The organizations asked the Constituent Assembly to intervene and investigate alleged abuses by the military during the state of emergency in Orellana declared by President Rafael Correa. The current 1998 constitution allows the president to make such declarations with congressional approval. With Ecuador’s Congress on leave while the Constituent Assembly rewrites the constitution, the president independently called for a state of emergency in Orellana and militarized the conflict zone.
A coalition of leftist legislators – including former First Lady Ximena Bohorquez de Gutierrez, and ex-presidential candidate Leon Roldos – ceremoniously welcomed the human rights organizations’ representatives yesterday with a press conference, and in doing so angered the president .
See YouTube video The president also was angered by the opposition coalition’s success in passing an internal rule giving the Assembly powers to examine and address cases such as Orellana.
“It was a monumental mistake that the Assembly places the Orellana issue on the day’s calendar. Tomorrow, the opposition [coalition] could instead settle many latent conflicts, such as mining and La Concordia,” said the president.
Several mining projects throughout the country face protests by extremist NGOs and their followers. La Concordia is a parish between Santo Domingo and Esmeraldas whose boundaries are in dispute.
Read the Presidential Press Release
The point of the president’s statements was that if a minority coalition could begin addressing the Orellana conflict, it could create a snowball effect giving the Constituent Assembly powers to settle other disagreements, including mining conflicts and border disputes. His statements reveal a concern over executive vs. legislative authority, but also specific worries over NGO access to the government since the NGOs supporting the Orellana protestors are also consistently anti-mining. Correa is so irritated that he threatened to quit the presidency last Saturday if the violent protestors are not punished to the full extent of the law.
In Orellana, in Ecuador’s Amazon region, scores of locals demonstrated to call attention to the need for infrastructure such as roads and electricity, and job opportunities. The demonstrators, some violent but others merely calling attention to the community’s needs, demonstrated for five days. As a result of protests, several facilities of Petroecuador were closed and national oil production fell by 36,000 barrels per day.

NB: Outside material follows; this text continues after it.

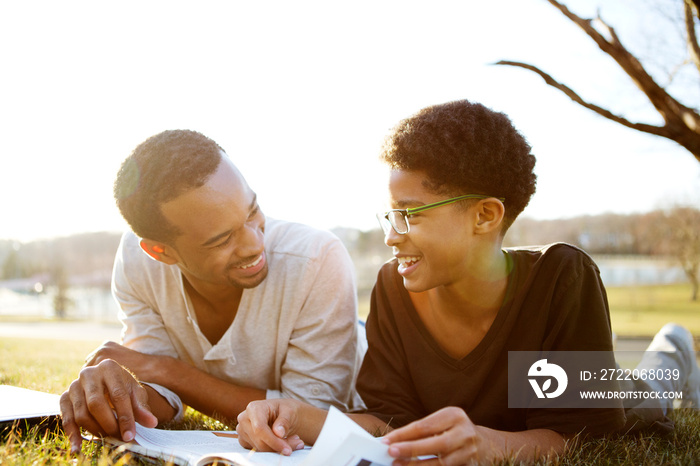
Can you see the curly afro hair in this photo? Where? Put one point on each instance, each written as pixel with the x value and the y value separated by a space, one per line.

The protestors’ sabotage came few weeks after the country, which relies on oil income to finance its budget, rejoined OPEC and was assigned a quota of 520,000 barrels a day. Estimated losses reached $10 million in the impoverished nation, according to Correa’s statements.
The president ceased the state of emergency yesterday in Orellana in a verbal agreement with human rights representatives. He also reiterated his intention to punish the 22 protestors, some of whom were caught red-handed holding sticks of dynamite.